Le grésillement incessant des marais est subitement interrompu par un bruit sec. Une nuée d’oies sauvages s’envole, quelques grenouilles qui coassaient avec insouciance se jettent à l’eau et s’éloignent du mobile-home et du poulailler qui s’enfoncent, un peu plus chaque année, dans le sol boueux. Un homme sort et tire par le bras une femme qu’il pousse vers le côté passager d’un SUV aux vitres teintées. Elle monte, il monte côté conducteur, ils démarrent en trombe.
–
– Vous allez bien madame ? Vous devriez peut-être désinfecter, ça a l’air tout gonflé.
– Je me suis cognée dans l’encadrement de la porte en sortant, c’est votre message qui m’a inquiétée, sans ça je me serais pas cognée. On vient pour voir Désiré. C’est vous qui avez appelé.
– Oui, bien sûr. On va passer dans la salle de consultation à côté, le vétérinaire vous attend.
– Ouais bah j’attends là, moi. J’ai pas envie de voir ce qu’il lui est arrivé à c’te pauvre bête, je préfère fumer une clope. Et je vais passer de l’eau sur mon œil. T’as qu’à y aller, toi.
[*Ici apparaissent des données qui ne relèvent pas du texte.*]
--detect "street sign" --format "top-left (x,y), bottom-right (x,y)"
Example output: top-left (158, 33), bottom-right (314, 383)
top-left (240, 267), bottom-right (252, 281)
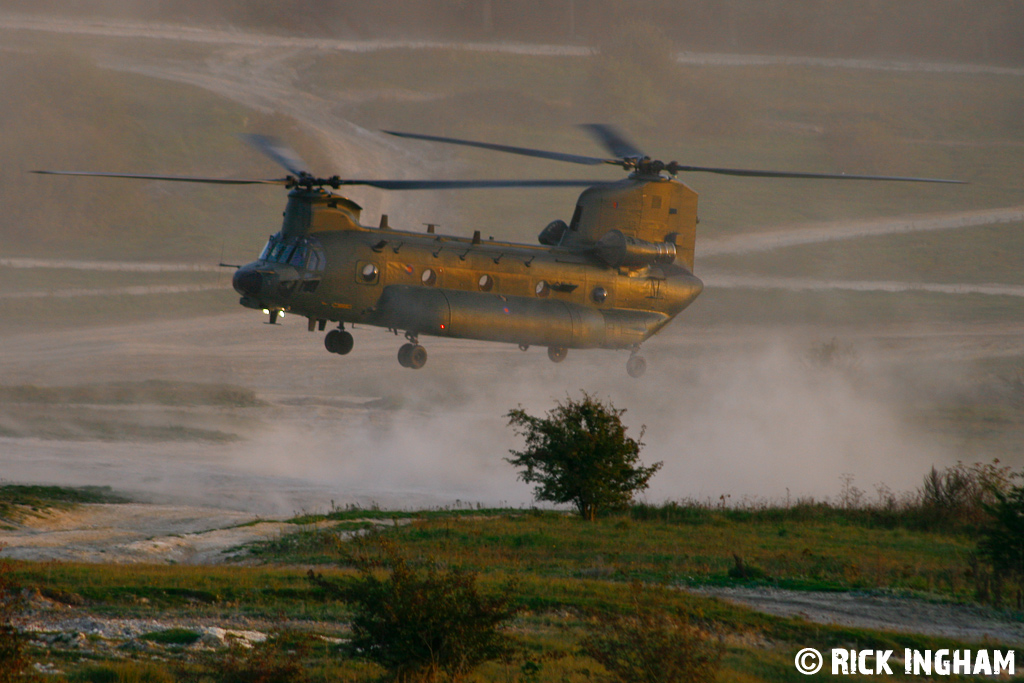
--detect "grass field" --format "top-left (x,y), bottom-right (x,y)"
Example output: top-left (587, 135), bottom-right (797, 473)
top-left (0, 487), bottom-right (1021, 683)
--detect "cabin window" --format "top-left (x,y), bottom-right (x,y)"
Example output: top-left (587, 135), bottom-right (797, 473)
top-left (259, 239), bottom-right (278, 261)
top-left (359, 263), bottom-right (380, 284)
top-left (288, 244), bottom-right (306, 268)
top-left (569, 204), bottom-right (583, 230)
top-left (306, 247), bottom-right (327, 272)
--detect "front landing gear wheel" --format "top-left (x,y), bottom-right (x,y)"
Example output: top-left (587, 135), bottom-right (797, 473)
top-left (626, 355), bottom-right (647, 377)
top-left (398, 344), bottom-right (427, 370)
top-left (324, 330), bottom-right (355, 355)
top-left (548, 346), bottom-right (569, 362)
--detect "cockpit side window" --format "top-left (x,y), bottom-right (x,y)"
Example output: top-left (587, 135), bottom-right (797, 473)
top-left (260, 236), bottom-right (327, 272)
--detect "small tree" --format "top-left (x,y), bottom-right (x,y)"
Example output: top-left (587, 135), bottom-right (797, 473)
top-left (309, 554), bottom-right (518, 683)
top-left (505, 392), bottom-right (662, 520)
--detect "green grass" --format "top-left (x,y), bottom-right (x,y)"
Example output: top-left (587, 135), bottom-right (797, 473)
top-left (139, 629), bottom-right (203, 645)
top-left (10, 497), bottom-right (1024, 683)
top-left (0, 483), bottom-right (130, 520)
top-left (235, 509), bottom-right (974, 599)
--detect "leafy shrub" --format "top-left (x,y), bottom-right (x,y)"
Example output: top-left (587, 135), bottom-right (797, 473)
top-left (582, 584), bottom-right (725, 683)
top-left (309, 554), bottom-right (518, 683)
top-left (506, 392), bottom-right (662, 520)
top-left (978, 472), bottom-right (1024, 609)
top-left (920, 460), bottom-right (1011, 527)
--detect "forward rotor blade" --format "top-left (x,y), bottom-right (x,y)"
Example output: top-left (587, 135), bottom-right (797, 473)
top-left (332, 180), bottom-right (611, 189)
top-left (384, 130), bottom-right (622, 166)
top-left (30, 171), bottom-right (292, 185)
top-left (667, 164), bottom-right (968, 185)
top-left (580, 123), bottom-right (647, 159)
top-left (240, 133), bottom-right (310, 176)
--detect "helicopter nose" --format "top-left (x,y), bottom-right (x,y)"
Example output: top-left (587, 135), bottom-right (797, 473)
top-left (231, 268), bottom-right (263, 297)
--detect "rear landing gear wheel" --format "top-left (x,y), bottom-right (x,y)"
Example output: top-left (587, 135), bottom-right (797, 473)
top-left (548, 346), bottom-right (569, 362)
top-left (398, 344), bottom-right (427, 370)
top-left (626, 355), bottom-right (647, 377)
top-left (324, 330), bottom-right (355, 355)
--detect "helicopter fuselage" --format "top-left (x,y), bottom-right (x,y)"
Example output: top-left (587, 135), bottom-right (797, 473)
top-left (233, 188), bottom-right (703, 349)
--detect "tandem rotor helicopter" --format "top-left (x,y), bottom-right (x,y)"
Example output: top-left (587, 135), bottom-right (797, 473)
top-left (35, 124), bottom-right (961, 377)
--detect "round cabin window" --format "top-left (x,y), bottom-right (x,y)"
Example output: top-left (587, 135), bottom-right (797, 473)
top-left (359, 263), bottom-right (378, 283)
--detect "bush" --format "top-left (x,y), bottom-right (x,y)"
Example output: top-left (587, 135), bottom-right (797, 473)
top-left (583, 585), bottom-right (725, 683)
top-left (0, 561), bottom-right (30, 683)
top-left (309, 554), bottom-right (518, 683)
top-left (506, 393), bottom-right (662, 520)
top-left (920, 460), bottom-right (1011, 527)
top-left (978, 472), bottom-right (1024, 609)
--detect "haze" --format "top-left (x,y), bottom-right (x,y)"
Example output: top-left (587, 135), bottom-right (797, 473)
top-left (0, 0), bottom-right (1024, 515)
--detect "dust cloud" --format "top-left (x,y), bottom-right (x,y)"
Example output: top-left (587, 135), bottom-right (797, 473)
top-left (214, 329), bottom-right (956, 506)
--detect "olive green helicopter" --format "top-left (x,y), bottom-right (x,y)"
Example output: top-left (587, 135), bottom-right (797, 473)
top-left (35, 124), bottom-right (959, 377)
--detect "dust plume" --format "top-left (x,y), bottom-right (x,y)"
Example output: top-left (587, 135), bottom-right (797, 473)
top-left (211, 327), bottom-right (956, 506)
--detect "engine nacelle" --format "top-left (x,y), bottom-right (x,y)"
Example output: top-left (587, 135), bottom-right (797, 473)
top-left (595, 230), bottom-right (676, 268)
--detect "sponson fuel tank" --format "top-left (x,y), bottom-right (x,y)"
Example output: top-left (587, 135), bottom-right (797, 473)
top-left (374, 285), bottom-right (605, 348)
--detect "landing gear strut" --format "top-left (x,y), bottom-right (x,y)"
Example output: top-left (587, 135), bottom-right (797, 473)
top-left (398, 332), bottom-right (427, 370)
top-left (626, 346), bottom-right (647, 377)
top-left (548, 346), bottom-right (569, 362)
top-left (324, 328), bottom-right (355, 355)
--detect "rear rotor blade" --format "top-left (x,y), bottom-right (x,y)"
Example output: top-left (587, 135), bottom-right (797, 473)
top-left (332, 179), bottom-right (611, 189)
top-left (30, 171), bottom-right (292, 185)
top-left (666, 162), bottom-right (968, 185)
top-left (580, 123), bottom-right (647, 159)
top-left (384, 130), bottom-right (622, 166)
top-left (240, 133), bottom-right (310, 176)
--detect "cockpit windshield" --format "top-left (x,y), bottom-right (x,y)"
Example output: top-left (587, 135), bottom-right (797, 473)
top-left (259, 234), bottom-right (327, 271)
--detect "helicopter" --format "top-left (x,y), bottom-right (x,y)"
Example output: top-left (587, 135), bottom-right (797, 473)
top-left (34, 124), bottom-right (962, 377)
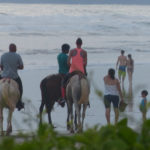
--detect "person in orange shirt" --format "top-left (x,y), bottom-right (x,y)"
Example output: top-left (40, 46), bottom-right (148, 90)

– Suivez-moi monsieur alors, je vous guide. En tout cas vous deviez en avoir sacrément envie de ce petit chéri pour l’appeler comme ça.
– Nan. C’est pour Désiré Landru. Ca c’était un vrai mec. Un mec qui savait gérer les pétasses. T’entends ça, Echidna ?! Les pétasses !
– Pauvre con !
– S’il vous plaît, s’interpose un vétérinaire peu sûr de lui qui passe la tête par la porte de la salle de consultation. Si vous pouviez finir votre conversation plus tard, plus loin, qu’on se concentre sur Désiré. Entrez, je vous prie.
– Alors, qu’est-ce qu’il s’est mal passé ? Il a mordu qui ce con ? Faut pas hésiter à le taper s’il mord, vous cognez dessus et il va lâcher, c’est pas compliqué.
– Monsieur, votre hydre n’a mordu personne, le problème est lié à l’opération qui n’a malheureusement pas pu aboutir.
– Comment ça ? C’est si compliqué que ça de lui couper les couilles ? C’est pas une femelle, quand même ?
– Non, je vous rassure sur ce point, c’est bien un mâle, malheureusement la castration n’a pas fonctionné, on a eu un souci dès la première ablation, c’est comme si deux testicules étaient apparus là où je venais de retirer le premier. Bref, l’un dans l’autre, nous avons dû arrêter, mais nous sommes dans l’incompréhension la plus totale.
– Il a trois couilles maintenant ? Je vous le laisse avec deux couilles et vous me le rendez avec trois ?
Devant la clinique, Echidna qui s’est passé de l’eau sur le visage fume une cigarette en discutant avec la secrétaire de la clinique. Elles rient, adossées contre le mur blanc quand le hurlement de Typhon se fait entendre.
– SEPT COUILLES ?! QU’EST-CE QUE VOUS VOULEZ QUE JE FOUTE D’UNE HYDRE A SEPT COUILLES ?!